Marianne 2 est un journal qui n'en finit plus de jouer sur le plan de la contestation du monde politique actuel. Au nom de la critique, on se permet tout. Ce qui parfois laisse apparaître quelques perles.
J'ai donc relevé deux articles très intéressants, notamment dans la perspective du rétablissement de la nation.
Le premier concerne le rôle structurant de l'antagonisme ami-ennemi dans la naissance et la conduite de la politique. "Accepter l'ennemi comme tel (et lui faire la guerre si besoin)" est un texte rare, extrait de L'essence du politique, de Julien Freund.
"Tout comme le pacifiste découvre immédiatement l'ennemi chez celui qui
n'admet pas sa conception de la paix, les idéologies de la société sans
ennemi (par exemple le marxisme) maudissent la guerre, mais préconisent
la révolution et exigent que les hommes s'entretuent en vue de mettre
la guerre hors-la-loi.[...] étant donné que leur fin est bonne et hautement humaine, les ennemis ne
peuvent être que des criminels ou même l'incarnation du mal (...).

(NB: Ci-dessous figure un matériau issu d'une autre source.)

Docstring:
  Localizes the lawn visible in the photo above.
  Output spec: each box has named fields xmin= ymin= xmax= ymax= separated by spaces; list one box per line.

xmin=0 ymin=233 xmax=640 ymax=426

C'est ainsi qu'on justifie au nom de l'humanité l'extermination
inhumaine des ennemis, car tout est permis pour débarrasser le monde de
ces hors-la-loi et hors-l'humanité qui, de ce fait, sont des coupables.
Dans ces conditions la notion de paix perd toute signification, étant
entendu que politiquement elle consiste en un contrat ou traité, ou
plutôt la paix devient impossible. Comment pourrait-il en être
autrement, puisque toute action de l'ennemi, fût-elle désintéressée et
noble, devient automatiquement perverse, immorale et criminelle, tandis
que toute action du révolutionnaire, même scélérate et atroce, devient
sainte, juste et irréprochable ? Nier l'ennemi, c'est nier la paix."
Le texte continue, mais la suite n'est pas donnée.